Dissente a Recorrida, propugnando pela manutenção da decisão recorrida porquanto estabeleceu o correto enquadramento normativo com a devida transposição para o recorte probatório dos autos.
Apreciando.
O Tribunal a quo amparou a procedência da impugnação, depois de convocar o quadro legal aplicável, relevando para o efeito o seguinte:
“O que importa relevar para efeitos de isenção de IVA nas transações intracomunitárias é que seja possível confirmar (i) que o direito de propriedade sobre o bem a transmitir tenha sido efetivamente transmitido; (ii) que o bem expedido ou transferido para o adquirente tenha efetivamente saído fisicamente do Estado do alienante e entregue noutro Estado-Membro da União Europeia. (…)
O conceito de expedição, pressupõe a deslocação física de um bem de um EM para outro.

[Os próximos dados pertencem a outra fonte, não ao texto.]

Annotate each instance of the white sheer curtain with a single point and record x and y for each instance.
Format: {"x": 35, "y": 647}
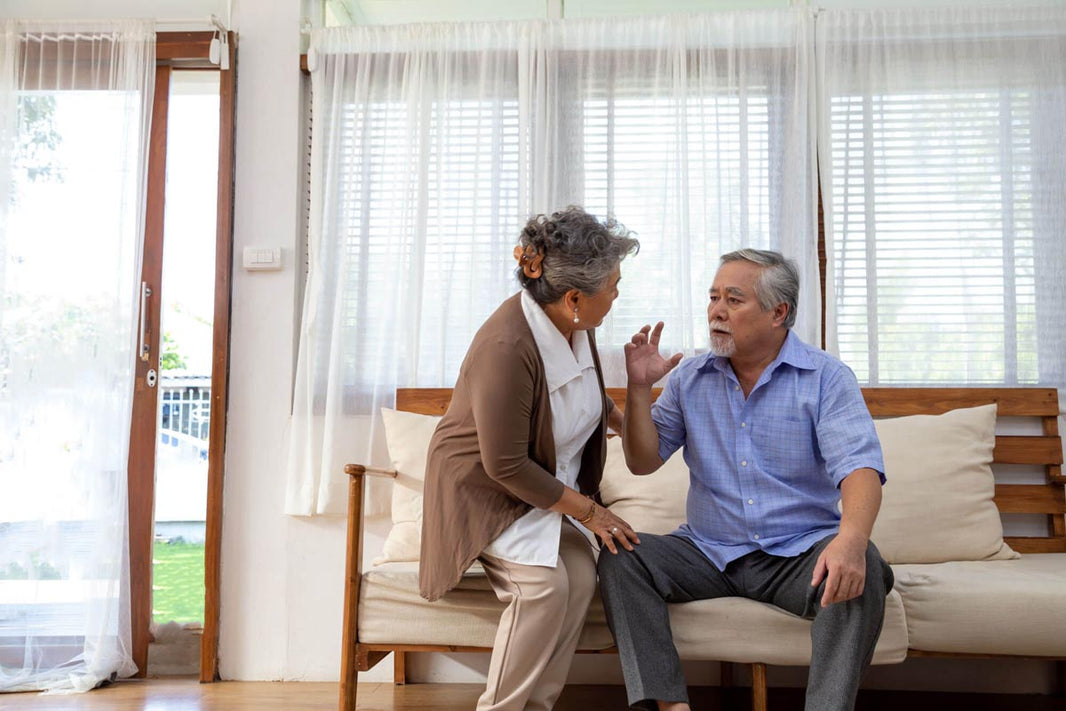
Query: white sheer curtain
{"x": 75, "y": 107}
{"x": 433, "y": 143}
{"x": 940, "y": 143}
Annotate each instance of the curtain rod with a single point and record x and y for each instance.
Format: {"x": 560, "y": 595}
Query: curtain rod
{"x": 210, "y": 19}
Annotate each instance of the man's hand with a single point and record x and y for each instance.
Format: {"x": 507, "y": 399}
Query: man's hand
{"x": 842, "y": 565}
{"x": 644, "y": 366}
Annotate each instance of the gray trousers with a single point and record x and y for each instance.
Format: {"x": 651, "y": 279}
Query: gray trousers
{"x": 638, "y": 585}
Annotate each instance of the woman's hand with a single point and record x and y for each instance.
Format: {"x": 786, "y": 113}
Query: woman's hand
{"x": 611, "y": 529}
{"x": 644, "y": 365}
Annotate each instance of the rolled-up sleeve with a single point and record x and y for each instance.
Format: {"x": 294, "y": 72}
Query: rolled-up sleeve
{"x": 501, "y": 384}
{"x": 846, "y": 437}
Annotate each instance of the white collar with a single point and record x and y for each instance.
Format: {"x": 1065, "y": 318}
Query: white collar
{"x": 561, "y": 362}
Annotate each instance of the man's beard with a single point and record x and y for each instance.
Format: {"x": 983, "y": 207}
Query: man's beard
{"x": 723, "y": 344}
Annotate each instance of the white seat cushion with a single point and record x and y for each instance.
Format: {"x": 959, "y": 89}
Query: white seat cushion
{"x": 726, "y": 629}
{"x": 987, "y": 607}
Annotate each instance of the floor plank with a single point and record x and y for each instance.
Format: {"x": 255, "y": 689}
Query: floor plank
{"x": 189, "y": 695}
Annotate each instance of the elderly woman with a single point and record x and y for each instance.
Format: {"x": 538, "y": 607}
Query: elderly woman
{"x": 519, "y": 454}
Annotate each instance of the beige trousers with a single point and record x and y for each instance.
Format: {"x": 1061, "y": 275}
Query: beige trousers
{"x": 539, "y": 628}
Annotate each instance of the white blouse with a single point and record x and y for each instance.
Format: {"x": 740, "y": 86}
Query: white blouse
{"x": 576, "y": 410}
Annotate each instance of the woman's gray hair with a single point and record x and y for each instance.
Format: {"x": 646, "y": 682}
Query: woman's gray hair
{"x": 778, "y": 280}
{"x": 579, "y": 251}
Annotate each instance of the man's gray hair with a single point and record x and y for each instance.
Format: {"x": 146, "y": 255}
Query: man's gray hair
{"x": 778, "y": 280}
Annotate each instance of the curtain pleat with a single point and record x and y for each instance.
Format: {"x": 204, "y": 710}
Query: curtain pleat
{"x": 75, "y": 110}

Mas, a transmissão intracomunitária de um bem só se verifica, e a isenção só é aplicável, quando o direito de dispor do bem como proprietário tenha sido transferido para um adquirente noutro Estado membro. Logo, o mero transporte das mercadorias para outro Estado membro e o seu regresso ao país de origem, sem qualquer transmissão, preenche o conceito de expedição, mas não o conceito de transmissão intracomunitária. (…)

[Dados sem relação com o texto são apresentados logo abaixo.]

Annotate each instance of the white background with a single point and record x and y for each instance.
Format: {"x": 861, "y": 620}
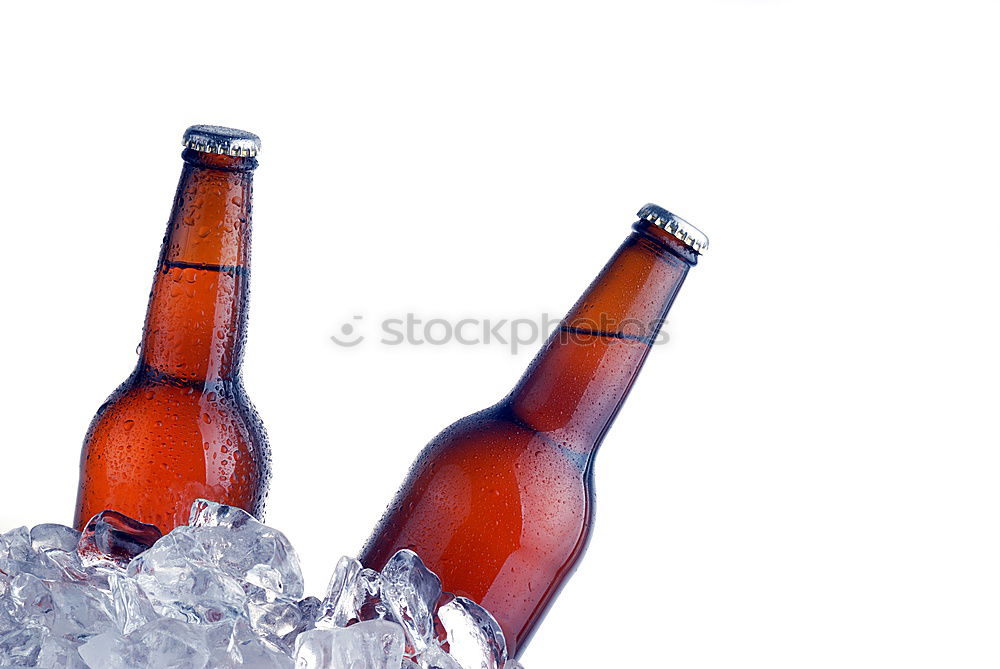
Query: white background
{"x": 805, "y": 476}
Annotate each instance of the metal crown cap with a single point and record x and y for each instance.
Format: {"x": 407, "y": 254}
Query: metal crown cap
{"x": 675, "y": 225}
{"x": 221, "y": 140}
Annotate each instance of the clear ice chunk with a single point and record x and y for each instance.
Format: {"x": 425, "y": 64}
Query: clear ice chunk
{"x": 280, "y": 621}
{"x": 224, "y": 593}
{"x": 247, "y": 549}
{"x": 20, "y": 647}
{"x": 411, "y": 591}
{"x": 435, "y": 658}
{"x": 343, "y": 599}
{"x": 132, "y": 609}
{"x": 475, "y": 639}
{"x": 17, "y": 556}
{"x": 236, "y": 645}
{"x": 112, "y": 537}
{"x": 373, "y": 644}
{"x": 181, "y": 581}
{"x": 59, "y": 653}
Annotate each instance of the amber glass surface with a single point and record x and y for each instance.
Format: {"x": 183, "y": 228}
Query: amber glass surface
{"x": 181, "y": 426}
{"x": 500, "y": 504}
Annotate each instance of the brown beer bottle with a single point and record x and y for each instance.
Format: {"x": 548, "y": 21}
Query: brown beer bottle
{"x": 500, "y": 504}
{"x": 181, "y": 426}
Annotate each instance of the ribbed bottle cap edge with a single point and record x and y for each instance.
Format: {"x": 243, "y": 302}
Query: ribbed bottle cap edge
{"x": 675, "y": 225}
{"x": 221, "y": 140}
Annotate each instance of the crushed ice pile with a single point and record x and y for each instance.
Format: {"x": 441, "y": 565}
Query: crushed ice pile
{"x": 224, "y": 592}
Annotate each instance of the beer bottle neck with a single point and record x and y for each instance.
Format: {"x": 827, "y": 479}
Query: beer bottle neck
{"x": 197, "y": 313}
{"x": 575, "y": 386}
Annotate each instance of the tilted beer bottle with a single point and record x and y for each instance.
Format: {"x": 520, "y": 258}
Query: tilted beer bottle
{"x": 181, "y": 426}
{"x": 500, "y": 504}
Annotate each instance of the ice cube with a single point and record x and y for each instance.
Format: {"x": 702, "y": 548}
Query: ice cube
{"x": 132, "y": 609}
{"x": 59, "y": 653}
{"x": 181, "y": 581}
{"x": 112, "y": 537}
{"x": 109, "y": 651}
{"x": 80, "y": 611}
{"x": 280, "y": 621}
{"x": 247, "y": 549}
{"x": 20, "y": 647}
{"x": 31, "y": 598}
{"x": 343, "y": 599}
{"x": 411, "y": 591}
{"x": 162, "y": 643}
{"x": 474, "y": 636}
{"x": 17, "y": 556}
{"x": 234, "y": 645}
{"x": 374, "y": 644}
{"x": 435, "y": 658}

Aplicando as disposições legais na situação dos autos, resulta que não é controvertido que os bens (pescado) tem a sua origem em Portugal e que foram vendidos pela ........ em Viana do Castelo a um operador Espanhol, e que os mesmos foram transportados para Vigo (cf. pontos 18 a 22 dos factos provados), constituindo esta operação uma operação isenta nos termos do citado artigo 14.º do RITI.
A recusa de isenção de imposto da operação, defendida pela Administração Tributária prende-se com o facto de os bens (pescado) voltarem a Portugal para serem novamente vendidos pelo adquirente Espanhol (a Impugnante), a um adquirente Português R..........
Contudo, nesta segunda operação existe segundo o artigo 14.º do RITI, uma transmissão intracomunitária passível de isenção independentemente da origem dos bens (pescado), uma vez que é transmitida por um sujeito passivo de um estado membro (Espanha) a um operador português, tendo a mercadoria sido expedida de outro estado membro (Espanha) para Portugal.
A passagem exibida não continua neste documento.